The theme of the exhibition is how the Danish health system has developed over the last century. 

Most of us take the Danish health system for granted. We call the doctor when we are ill. We are offered vaccinations, school-based dental care and other forms of preventive measures. But in reality, the Danish health system has developed in such a way that we have reached a consensus that preventative measures and treatment benefit not only the individual, but society as a whole. 

The exhibition explores how healthcare became communal, and allows one to contemplate:

  • That during the 20thcentury, healthcare and medical help became a national undertaking, offering free preventive measures and medical help to all.
  • That technology has played a crucial role in this development.
  • That several dilemmas have arisen during the development of the health service, which has as an ideal that everyone should be treated equally and receive the best possible treatment.

‘Sick-boxes’ – Community health care

All Danes have the right to free medical treatment. It is our yellow health cards that give us access to treatment, and it is all financed by the taxes that we pay. In this way, we collectively ensure each other’s health. It began at the end of the 19thcentury, when workers united in small associations, where people were collectively insured for medical treatment when ill. These associations were known as ‘Sygekasser’ (lit. ‘sick-boxes’). Each association worked together with several doctors, known as ‘sick-box’ doctors.

The exhibition shows the clinic of Mathias Agerley, who established a practice at the start of the 1900s.

Prevention: From dentures to teeth for life

Daily tooth brushing is a relatively new phenomenon in Denmark, as are the white, clean, intact teeth that many Danes keep well into old age. This has been a crucial factor for our national health. Around 1900, nine out of ten children had untreated cavities. It was not unusual for young people to have all their teeth pulled out and get dentures as a confirmation gift, around the age of 14. 

The exhibition features the reconstructed interior of the first school-based clinic, which opened in Aarhus at the start of the 1900s. 

Our voyage into the living body

We have become increasingly skilled at looking inside the body. Before 1900, it was hard for doctors to examine their patients, as they had very few tools. The discovery of X-rays in 1895 launched a scientific voyage into the human body, revealing bones and tumours hitherto unseen. Later came special optic devices that could take pictures of the stomach, intestines and lungs. Today, we not only check sick bodies but healthy bodies too, to prevent cancer and other serious diseases. That is why many Danes are invited to take part in ‘screening programmes’, which test large population segments for a specific illness. In Denmark, new born babies are screened for 16 inherited conditions.

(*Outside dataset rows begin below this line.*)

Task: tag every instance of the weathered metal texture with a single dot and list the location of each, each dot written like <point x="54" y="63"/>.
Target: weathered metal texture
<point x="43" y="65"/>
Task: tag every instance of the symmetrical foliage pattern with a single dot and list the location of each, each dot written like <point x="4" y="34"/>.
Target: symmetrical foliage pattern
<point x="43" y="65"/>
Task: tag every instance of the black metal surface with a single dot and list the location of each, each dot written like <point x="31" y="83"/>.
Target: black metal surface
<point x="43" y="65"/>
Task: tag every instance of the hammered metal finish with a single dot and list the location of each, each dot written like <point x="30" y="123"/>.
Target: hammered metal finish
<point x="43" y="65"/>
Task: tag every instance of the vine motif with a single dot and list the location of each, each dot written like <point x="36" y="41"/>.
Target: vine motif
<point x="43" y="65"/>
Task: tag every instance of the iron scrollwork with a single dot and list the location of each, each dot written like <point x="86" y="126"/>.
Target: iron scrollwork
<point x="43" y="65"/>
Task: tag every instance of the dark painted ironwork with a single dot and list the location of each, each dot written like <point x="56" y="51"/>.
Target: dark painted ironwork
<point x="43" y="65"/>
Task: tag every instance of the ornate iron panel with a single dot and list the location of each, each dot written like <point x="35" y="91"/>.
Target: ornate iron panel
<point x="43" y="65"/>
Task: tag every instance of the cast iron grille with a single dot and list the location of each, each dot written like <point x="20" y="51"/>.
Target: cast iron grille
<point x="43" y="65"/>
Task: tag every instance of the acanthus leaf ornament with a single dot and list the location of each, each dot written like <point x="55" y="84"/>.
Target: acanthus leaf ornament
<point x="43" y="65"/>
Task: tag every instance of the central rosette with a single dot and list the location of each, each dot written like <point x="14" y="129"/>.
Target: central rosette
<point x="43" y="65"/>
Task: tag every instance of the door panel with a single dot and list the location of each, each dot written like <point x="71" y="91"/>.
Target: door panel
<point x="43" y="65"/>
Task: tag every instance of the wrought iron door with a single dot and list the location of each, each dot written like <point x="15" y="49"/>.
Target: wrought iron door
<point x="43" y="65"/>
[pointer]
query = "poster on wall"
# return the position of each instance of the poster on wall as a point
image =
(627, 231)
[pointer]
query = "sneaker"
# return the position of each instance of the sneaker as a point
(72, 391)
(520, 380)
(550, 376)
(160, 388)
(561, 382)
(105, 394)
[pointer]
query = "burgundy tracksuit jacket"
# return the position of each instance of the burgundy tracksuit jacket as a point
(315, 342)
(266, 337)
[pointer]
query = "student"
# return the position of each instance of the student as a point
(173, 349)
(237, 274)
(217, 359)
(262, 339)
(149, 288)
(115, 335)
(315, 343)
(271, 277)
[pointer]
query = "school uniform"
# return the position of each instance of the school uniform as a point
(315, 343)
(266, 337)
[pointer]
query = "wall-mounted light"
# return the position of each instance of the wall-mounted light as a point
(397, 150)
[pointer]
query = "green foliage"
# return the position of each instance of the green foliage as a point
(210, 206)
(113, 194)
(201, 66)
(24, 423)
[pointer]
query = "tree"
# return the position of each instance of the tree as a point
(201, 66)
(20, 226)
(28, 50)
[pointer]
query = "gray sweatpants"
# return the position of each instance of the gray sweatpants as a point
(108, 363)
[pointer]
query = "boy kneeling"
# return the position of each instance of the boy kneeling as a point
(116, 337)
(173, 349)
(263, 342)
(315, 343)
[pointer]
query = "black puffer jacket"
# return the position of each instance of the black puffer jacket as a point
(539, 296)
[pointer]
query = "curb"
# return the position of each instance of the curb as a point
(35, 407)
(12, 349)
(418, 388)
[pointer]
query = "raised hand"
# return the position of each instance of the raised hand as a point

In the exhibition, guests can experience medical equipment from a wooden X-ray machine used in the first TB screenings, to modern optical microscopes and DNA chips.

Difficult decisions

We keep getting better at detecting and treating disease. We keep seriously ill people alive longer, and save extremely premature babies. Medical progress is rapid, forcing us to face numerous dilemmas – we have finite resources and need to make priorities. 

In the exhibition, guests are invited to consider three authentic and current dilemmas from the Danish health service. They concern prioritising medicinal supplies over staffing levels, the scarcity of donor organs for severely ill patients and the seemingly endless possibilities of finding mistakes in our genes via genetic testing. 

The dilemma is brought to life with the help of authentic objects and the possibility to vote in ‘The Price of Health’. Guests, with the help of a miniature health card, can choose two out of five commonly expressed wishes that the public have for the health service and the politicians – for example more urgent treatment for young people with mental problems, better staffing levels in geriatric care, easier access to doctors in outlying regions or new life-prolonging medicine against cancer.